Despite major lapses, Danish classicism emerged more respectably in a suite mostly from the last act of Bournonville’s “Napoli” but with his “Flower Festival” pas de deux interpolated midway through. Originally staged by Kirsten Ralov, the “Napoli” pas de six looked carefully coached and palpably stylish, especially the sunny, idiomatic performances by Michel Faigaux and Jennifer Alexander.

Unfortunately, both Caroline Gruber and Zhang Wei-Qiang made their “Flower Festival” partnership seem like hard labor and the “Napoli” tarantella suffered from being danced by isolated couples on an empty stage: no onlookers, no sense of a party in which the dancers compete with one another.

In contrast, the square dance from De Mille’s “Rodeo” had exactly the right spirit of joyous community interplay, and Terry Orr’s staging sustained this feeling so strongly throughout the three scenes that it ultimately didn’t matter if the backdrops needed repainting or if Earl Stafford’s orchestra sounded overtaxed by the fabled Copland score.
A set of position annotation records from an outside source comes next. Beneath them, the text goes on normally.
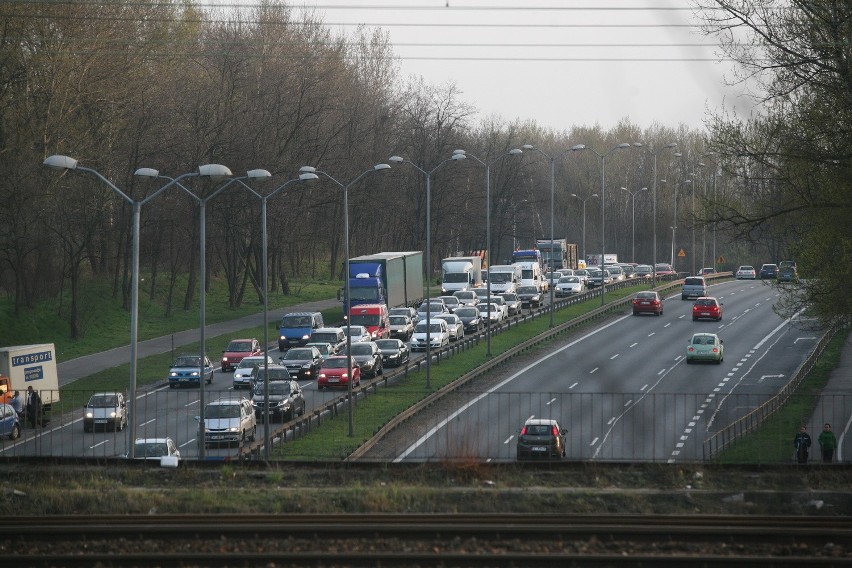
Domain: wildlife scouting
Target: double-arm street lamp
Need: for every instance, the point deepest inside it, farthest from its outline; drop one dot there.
(633, 241)
(428, 175)
(584, 199)
(487, 165)
(580, 147)
(347, 299)
(655, 153)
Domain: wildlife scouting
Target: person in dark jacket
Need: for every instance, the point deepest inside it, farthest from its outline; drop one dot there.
(802, 443)
(827, 442)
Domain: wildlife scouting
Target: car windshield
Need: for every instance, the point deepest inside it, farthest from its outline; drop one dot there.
(296, 321)
(362, 349)
(275, 387)
(222, 411)
(186, 361)
(103, 401)
(239, 346)
(298, 354)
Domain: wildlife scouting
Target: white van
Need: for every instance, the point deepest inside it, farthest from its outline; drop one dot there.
(531, 275)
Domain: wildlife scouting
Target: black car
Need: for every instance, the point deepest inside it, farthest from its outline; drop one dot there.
(471, 319)
(768, 271)
(367, 356)
(302, 362)
(394, 352)
(530, 296)
(286, 400)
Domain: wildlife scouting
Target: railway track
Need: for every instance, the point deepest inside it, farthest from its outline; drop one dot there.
(427, 540)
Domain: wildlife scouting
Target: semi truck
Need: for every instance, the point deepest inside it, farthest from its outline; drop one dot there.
(22, 366)
(559, 254)
(390, 278)
(460, 273)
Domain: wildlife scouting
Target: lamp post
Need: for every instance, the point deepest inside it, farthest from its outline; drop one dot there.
(263, 174)
(584, 199)
(347, 300)
(655, 153)
(487, 165)
(633, 217)
(428, 175)
(580, 147)
(213, 172)
(59, 162)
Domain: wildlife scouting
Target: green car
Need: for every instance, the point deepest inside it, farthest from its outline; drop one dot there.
(705, 347)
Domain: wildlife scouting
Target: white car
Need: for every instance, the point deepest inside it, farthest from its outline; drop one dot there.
(455, 327)
(568, 286)
(243, 372)
(358, 333)
(490, 311)
(439, 335)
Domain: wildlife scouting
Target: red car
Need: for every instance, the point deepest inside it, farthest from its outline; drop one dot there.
(707, 308)
(236, 350)
(334, 373)
(647, 303)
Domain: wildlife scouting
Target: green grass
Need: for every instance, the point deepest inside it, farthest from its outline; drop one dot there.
(773, 441)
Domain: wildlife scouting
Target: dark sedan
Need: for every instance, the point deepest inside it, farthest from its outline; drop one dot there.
(471, 319)
(394, 352)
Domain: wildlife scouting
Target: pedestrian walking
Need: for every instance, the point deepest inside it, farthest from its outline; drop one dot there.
(827, 442)
(33, 407)
(802, 443)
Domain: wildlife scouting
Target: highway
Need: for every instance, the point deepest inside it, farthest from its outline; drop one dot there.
(624, 390)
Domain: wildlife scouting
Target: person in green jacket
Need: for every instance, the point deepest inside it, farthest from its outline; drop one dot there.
(827, 443)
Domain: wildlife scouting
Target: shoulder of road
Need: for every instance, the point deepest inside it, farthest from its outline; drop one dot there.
(70, 371)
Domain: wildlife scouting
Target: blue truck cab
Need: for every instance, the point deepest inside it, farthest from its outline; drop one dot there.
(296, 329)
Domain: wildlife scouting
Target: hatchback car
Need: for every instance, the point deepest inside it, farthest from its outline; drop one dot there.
(245, 370)
(569, 286)
(647, 302)
(186, 371)
(335, 373)
(707, 308)
(395, 352)
(228, 421)
(107, 410)
(286, 401)
(705, 347)
(236, 350)
(541, 438)
(746, 272)
(470, 318)
(368, 357)
(302, 362)
(10, 422)
(693, 287)
(768, 271)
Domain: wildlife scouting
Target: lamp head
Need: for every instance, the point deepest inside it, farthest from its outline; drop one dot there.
(59, 162)
(147, 172)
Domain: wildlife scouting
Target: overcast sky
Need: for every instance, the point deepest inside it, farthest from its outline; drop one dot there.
(560, 63)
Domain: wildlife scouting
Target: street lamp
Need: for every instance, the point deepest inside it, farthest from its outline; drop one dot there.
(655, 153)
(580, 147)
(214, 172)
(464, 154)
(633, 198)
(584, 199)
(263, 174)
(347, 300)
(59, 162)
(401, 160)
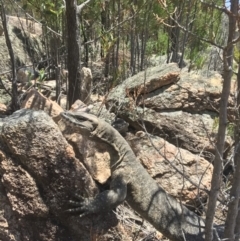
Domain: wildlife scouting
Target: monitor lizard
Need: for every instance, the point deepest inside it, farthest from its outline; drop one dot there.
(131, 182)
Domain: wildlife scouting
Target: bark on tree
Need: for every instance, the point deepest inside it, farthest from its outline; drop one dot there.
(232, 227)
(15, 105)
(217, 172)
(73, 12)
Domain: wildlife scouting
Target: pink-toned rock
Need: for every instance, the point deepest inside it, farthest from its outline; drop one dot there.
(36, 101)
(162, 160)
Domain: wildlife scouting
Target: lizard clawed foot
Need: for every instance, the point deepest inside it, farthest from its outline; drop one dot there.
(82, 206)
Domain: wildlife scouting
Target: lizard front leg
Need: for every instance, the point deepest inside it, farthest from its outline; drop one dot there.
(104, 201)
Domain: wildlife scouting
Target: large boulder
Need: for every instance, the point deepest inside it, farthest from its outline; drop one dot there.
(39, 174)
(182, 174)
(183, 112)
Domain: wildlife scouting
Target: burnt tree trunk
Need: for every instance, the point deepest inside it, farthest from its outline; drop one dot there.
(74, 48)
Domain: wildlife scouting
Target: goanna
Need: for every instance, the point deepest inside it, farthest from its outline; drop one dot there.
(131, 182)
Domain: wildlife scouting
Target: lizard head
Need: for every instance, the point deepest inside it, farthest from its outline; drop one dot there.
(82, 122)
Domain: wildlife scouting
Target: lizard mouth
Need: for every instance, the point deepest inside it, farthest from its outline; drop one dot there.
(78, 121)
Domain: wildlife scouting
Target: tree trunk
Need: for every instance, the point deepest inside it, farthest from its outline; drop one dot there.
(217, 172)
(74, 49)
(15, 105)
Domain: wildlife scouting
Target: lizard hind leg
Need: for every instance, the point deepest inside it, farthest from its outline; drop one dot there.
(79, 206)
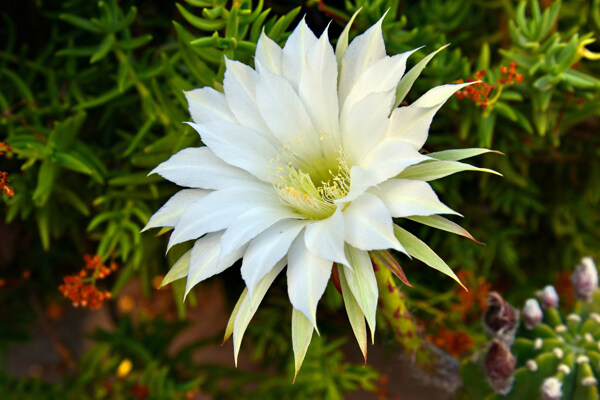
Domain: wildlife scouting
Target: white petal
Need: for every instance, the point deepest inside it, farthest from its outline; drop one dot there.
(294, 52)
(325, 238)
(254, 221)
(390, 157)
(171, 211)
(217, 211)
(362, 283)
(268, 248)
(369, 226)
(411, 123)
(246, 310)
(239, 85)
(307, 278)
(207, 104)
(283, 111)
(239, 146)
(205, 261)
(364, 51)
(407, 198)
(318, 87)
(268, 54)
(382, 76)
(199, 167)
(387, 159)
(179, 269)
(364, 123)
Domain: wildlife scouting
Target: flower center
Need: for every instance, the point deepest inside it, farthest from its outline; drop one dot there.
(311, 191)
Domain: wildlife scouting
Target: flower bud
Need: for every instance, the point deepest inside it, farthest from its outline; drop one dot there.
(500, 318)
(551, 389)
(585, 279)
(532, 313)
(499, 367)
(549, 297)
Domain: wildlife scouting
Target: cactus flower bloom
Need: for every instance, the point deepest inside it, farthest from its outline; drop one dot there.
(307, 159)
(585, 279)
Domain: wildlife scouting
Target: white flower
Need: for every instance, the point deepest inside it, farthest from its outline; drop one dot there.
(307, 160)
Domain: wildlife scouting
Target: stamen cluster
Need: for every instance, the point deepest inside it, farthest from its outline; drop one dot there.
(81, 288)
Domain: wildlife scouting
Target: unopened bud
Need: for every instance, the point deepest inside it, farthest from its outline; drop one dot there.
(585, 279)
(500, 318)
(499, 367)
(532, 313)
(549, 297)
(551, 389)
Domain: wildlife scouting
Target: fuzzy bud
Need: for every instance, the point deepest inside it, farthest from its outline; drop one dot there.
(532, 313)
(551, 389)
(549, 297)
(585, 279)
(499, 367)
(500, 318)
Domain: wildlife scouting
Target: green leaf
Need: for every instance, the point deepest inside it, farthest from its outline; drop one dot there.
(302, 330)
(439, 222)
(134, 43)
(179, 269)
(204, 24)
(43, 222)
(355, 314)
(79, 22)
(580, 80)
(432, 170)
(65, 131)
(411, 76)
(103, 49)
(45, 184)
(419, 250)
(460, 154)
(74, 162)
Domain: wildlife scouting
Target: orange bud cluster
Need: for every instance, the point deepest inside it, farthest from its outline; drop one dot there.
(480, 92)
(81, 288)
(454, 342)
(4, 148)
(4, 184)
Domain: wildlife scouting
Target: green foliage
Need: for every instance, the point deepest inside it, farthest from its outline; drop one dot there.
(93, 100)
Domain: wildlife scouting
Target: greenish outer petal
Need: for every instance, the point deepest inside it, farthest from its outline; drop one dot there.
(362, 283)
(179, 269)
(432, 170)
(302, 330)
(460, 154)
(438, 222)
(342, 43)
(411, 76)
(229, 328)
(355, 314)
(419, 250)
(246, 311)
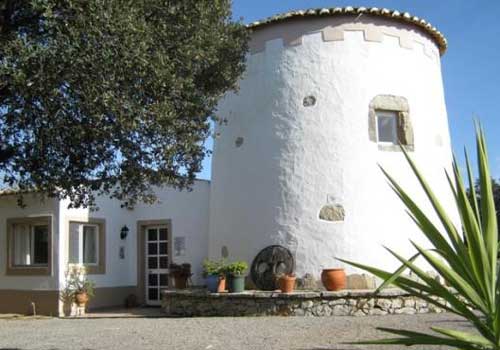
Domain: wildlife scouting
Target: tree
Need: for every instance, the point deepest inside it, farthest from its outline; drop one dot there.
(112, 97)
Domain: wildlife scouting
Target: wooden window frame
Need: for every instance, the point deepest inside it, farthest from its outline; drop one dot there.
(31, 270)
(100, 267)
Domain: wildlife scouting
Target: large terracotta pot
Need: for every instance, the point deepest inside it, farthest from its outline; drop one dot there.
(334, 279)
(81, 299)
(287, 283)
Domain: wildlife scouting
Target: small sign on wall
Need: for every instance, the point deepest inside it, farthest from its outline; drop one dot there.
(179, 246)
(122, 252)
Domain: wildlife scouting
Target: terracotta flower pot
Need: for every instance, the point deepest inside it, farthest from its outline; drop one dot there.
(81, 299)
(221, 286)
(67, 308)
(287, 283)
(334, 279)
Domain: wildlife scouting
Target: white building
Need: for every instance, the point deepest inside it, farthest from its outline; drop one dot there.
(327, 96)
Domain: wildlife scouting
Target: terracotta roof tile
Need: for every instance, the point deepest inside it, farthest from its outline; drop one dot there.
(405, 17)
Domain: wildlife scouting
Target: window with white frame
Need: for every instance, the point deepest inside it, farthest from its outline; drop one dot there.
(387, 127)
(84, 244)
(30, 245)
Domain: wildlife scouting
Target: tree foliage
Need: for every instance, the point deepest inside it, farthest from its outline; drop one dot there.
(112, 97)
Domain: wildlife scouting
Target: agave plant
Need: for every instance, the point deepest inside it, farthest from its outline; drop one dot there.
(465, 257)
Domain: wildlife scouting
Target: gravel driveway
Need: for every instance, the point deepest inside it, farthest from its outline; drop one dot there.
(298, 333)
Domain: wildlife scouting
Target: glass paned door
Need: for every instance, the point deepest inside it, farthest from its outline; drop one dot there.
(157, 261)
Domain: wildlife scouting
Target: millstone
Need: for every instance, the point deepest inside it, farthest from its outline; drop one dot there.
(269, 264)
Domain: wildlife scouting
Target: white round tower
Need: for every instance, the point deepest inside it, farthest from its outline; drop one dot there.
(327, 96)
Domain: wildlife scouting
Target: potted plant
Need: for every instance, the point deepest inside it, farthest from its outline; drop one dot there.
(79, 285)
(235, 276)
(181, 273)
(334, 279)
(67, 297)
(286, 282)
(213, 271)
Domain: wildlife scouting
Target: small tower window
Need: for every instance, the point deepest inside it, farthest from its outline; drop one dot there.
(387, 123)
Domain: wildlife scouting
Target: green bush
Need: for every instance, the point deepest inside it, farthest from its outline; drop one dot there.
(464, 256)
(213, 267)
(236, 268)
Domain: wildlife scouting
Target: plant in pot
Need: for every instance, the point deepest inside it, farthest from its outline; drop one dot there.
(78, 285)
(334, 279)
(181, 273)
(286, 282)
(213, 271)
(236, 278)
(67, 296)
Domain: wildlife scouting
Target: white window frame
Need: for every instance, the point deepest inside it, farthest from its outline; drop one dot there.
(387, 114)
(80, 244)
(32, 245)
(31, 256)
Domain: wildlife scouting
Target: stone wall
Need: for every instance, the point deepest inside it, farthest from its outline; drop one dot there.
(258, 303)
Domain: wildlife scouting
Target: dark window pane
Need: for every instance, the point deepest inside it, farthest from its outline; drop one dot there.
(387, 128)
(153, 279)
(152, 263)
(164, 262)
(153, 293)
(152, 248)
(163, 248)
(41, 245)
(163, 280)
(152, 234)
(89, 244)
(163, 234)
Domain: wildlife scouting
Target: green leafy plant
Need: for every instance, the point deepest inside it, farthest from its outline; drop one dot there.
(112, 98)
(213, 267)
(77, 282)
(236, 268)
(465, 257)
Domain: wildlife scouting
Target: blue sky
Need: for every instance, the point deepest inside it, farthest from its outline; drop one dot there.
(471, 66)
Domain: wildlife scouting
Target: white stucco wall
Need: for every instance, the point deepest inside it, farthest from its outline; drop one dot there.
(188, 212)
(293, 159)
(9, 209)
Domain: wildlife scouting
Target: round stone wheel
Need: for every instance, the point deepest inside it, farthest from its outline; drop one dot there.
(271, 262)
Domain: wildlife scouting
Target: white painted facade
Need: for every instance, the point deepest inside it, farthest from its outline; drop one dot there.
(276, 162)
(295, 159)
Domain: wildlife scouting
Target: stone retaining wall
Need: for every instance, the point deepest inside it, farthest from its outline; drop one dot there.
(258, 303)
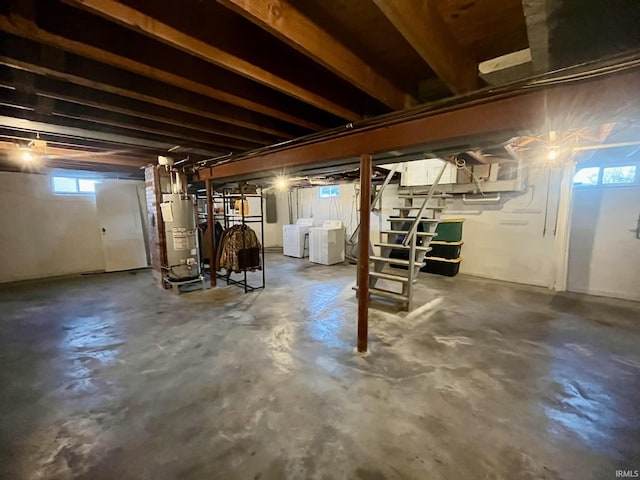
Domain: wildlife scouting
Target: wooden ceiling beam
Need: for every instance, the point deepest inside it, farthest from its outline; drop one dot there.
(421, 25)
(138, 21)
(23, 54)
(592, 101)
(107, 157)
(27, 28)
(80, 132)
(64, 109)
(284, 21)
(52, 89)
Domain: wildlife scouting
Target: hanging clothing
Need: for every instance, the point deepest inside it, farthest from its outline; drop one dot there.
(239, 250)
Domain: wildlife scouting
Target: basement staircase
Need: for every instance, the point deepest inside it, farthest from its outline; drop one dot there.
(405, 245)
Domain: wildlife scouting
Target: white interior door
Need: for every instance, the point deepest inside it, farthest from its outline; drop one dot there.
(604, 251)
(121, 225)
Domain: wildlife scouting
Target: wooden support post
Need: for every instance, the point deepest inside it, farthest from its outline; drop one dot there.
(363, 256)
(211, 232)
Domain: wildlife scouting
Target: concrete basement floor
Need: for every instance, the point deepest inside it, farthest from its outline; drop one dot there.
(108, 377)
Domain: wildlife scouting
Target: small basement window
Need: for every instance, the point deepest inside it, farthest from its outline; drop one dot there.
(332, 191)
(587, 176)
(68, 185)
(625, 174)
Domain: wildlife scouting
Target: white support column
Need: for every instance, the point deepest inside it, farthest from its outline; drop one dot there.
(563, 228)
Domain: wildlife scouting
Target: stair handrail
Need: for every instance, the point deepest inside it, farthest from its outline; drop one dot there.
(376, 199)
(414, 226)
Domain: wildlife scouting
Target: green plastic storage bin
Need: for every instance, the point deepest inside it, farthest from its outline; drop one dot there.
(449, 230)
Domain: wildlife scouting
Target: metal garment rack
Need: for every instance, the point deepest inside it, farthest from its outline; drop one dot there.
(228, 199)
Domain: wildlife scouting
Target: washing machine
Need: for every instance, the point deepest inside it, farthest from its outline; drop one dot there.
(293, 238)
(326, 243)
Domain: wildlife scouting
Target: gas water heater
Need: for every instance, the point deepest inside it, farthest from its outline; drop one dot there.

Elizabeth Olds offered a detailed and invigorating portrayal of the Cowgirl, with John Kaminski reveling in the eccentricities of the Champion Roper. Shawn Hounsell underplayed the Head Wrangler to near-invisibility--but he redeemed himself as the victim in Kylian’s “Stoolgame,” the program’s biggest risk and its most indelible achievement.

Choreographed in 1974 to electronic music by Arne Nordheim, it evolves from a striking cluster of bodies on a tabletop into a stark ritual for seven dancers wielding footstools. In a bitter depiction of hatred for the dispossessed, Kylian not only individualized a victim but a vicious lead-oppressor (Gino Di Marco) and a comforter (Amy Brogan) without the courage to go the distance.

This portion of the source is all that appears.